Der Start ins neue Jahr ist für die ohnehin bereits leidgeprüften Anleger am Neuen Markt gründlich misslungen. Für die Technologiebranche wirkte die Gewinnwarnung von Intershop wie ein Fanal, das dem kümerlichen Restvertrauen in die Dotcoms einen weiteren herben Schlag versetzte. Das ostdeutsche Wunderkind galt als eine der letzten Bastionen in der stark erschütterten Internet-Landschaft. Bisher beeindruckte Intershop nicht nur mit rasantem Wachstum, sondern auch durch eine erfreuliche Ertragsentwicklung. Während viele Dotcoms das Wort "Gewinnzone" nur in den Mund nahmen, wenn es darum ging, sie zum x-ten Mal zu vertagen, konnte die in Jena gegründete Vorzeigefirma schon zur Jahresmitte 2000 schwarze Zahlen vorlegen, obwohl diese erst fürs Gesamtjahr geplant waren. Der Softwareanbieter verdankte das vor allem dem Siegeszug der Ende 1999 auf den Markt gebrachten E-Commerce-Lösung Enfinity, die als Standardprodukt deutlich höhere Margen abwarf als die bisherigen Produkte. Enfinity, für dessen Entwicklung der Vorstand den ursprünglich für 1999 geplanten Break-even um ein Jahr verschoben hatte, eröffnete Intershop darüber hinaus den Großkundenmarkt. Das Unternehmen gewann zahlreiche Blue Chips als Kunden und verringerte seine Abhängigkeit von anderen Dotcoms auf 10 % vom Umsatz.
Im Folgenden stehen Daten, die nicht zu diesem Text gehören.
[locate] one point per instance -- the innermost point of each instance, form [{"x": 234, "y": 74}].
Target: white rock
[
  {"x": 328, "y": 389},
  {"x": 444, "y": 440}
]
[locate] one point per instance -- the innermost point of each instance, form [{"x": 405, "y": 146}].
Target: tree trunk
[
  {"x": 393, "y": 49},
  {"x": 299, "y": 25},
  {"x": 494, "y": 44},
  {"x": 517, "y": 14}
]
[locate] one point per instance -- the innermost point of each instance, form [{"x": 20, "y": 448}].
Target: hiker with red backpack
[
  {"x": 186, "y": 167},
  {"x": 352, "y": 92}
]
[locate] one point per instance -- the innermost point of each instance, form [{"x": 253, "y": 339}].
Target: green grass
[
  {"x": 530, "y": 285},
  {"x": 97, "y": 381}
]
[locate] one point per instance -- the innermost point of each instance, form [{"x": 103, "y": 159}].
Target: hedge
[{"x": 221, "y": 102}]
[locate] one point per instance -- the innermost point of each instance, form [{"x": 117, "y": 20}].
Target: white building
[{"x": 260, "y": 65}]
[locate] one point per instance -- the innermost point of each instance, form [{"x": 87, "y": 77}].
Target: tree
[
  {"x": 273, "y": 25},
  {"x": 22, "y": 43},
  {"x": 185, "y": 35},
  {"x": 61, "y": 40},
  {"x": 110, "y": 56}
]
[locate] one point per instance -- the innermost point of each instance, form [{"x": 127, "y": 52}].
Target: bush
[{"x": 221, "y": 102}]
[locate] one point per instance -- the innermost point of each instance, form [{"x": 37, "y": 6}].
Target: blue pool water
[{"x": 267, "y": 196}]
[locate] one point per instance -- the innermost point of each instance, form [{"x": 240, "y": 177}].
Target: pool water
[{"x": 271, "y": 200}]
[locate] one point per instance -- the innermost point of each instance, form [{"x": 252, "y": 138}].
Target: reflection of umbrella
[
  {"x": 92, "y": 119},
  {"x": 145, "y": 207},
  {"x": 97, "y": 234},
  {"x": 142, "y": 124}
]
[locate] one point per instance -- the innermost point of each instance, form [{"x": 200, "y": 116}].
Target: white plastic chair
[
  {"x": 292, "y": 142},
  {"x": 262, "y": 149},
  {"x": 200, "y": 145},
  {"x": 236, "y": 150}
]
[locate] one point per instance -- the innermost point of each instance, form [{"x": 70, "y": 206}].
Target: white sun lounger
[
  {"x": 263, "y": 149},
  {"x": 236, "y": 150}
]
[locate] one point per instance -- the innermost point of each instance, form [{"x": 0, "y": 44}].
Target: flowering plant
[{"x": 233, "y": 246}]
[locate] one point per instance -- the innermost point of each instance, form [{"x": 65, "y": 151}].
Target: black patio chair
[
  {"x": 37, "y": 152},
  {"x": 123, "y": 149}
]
Doch der Erfolg ist dem Management offenbar zu Kopf gestiegen. Der frühe Break-even wurde unbekümmert zum "Betriebsunfall" erklärt. In die Weltliga der Softwarefirmen führte nach Auffassung des strahlenden Jungunternehmers Schambach allein die Priorität von Wachstum vor Ertrag - eine Überzeugung, die bekanntlich von zahlreichen kleinen und größeren Dotcoms dieser Welt geteilt wurde, vor allem von denen, die mit ihrer teuren Expansionsstrategie die "cash burn rate" in die Reihe der Performance-Kennziffern eingeführt haben. Viele dieser Cash Burner waren oder sind "Todeskandidaten", wie der Fall von Gigabell oder jüngst die Liquiditätskrise von Letsbuyit.com gezeigt haben. Von einer derart dramatischen Lage ist Intershop zwar weit entfernt. Das Unternehmen verfügt unbestritten über erfolgreiche Produkte sowie ein funktionierendes Geschäftsmodell und ist auch nicht in seiner Existenz bedroht. Aber Schambach muss sich vorhalten lassen, dass er mit seiner aggressiven Wachstumsstrategie im zweiten Halbjahr dem Vorbild der Cash Burner gefolgt ist: eine teure Werbekampagne und zwei rasch aufeinander folgende Akquisitionen leerten die Kassen.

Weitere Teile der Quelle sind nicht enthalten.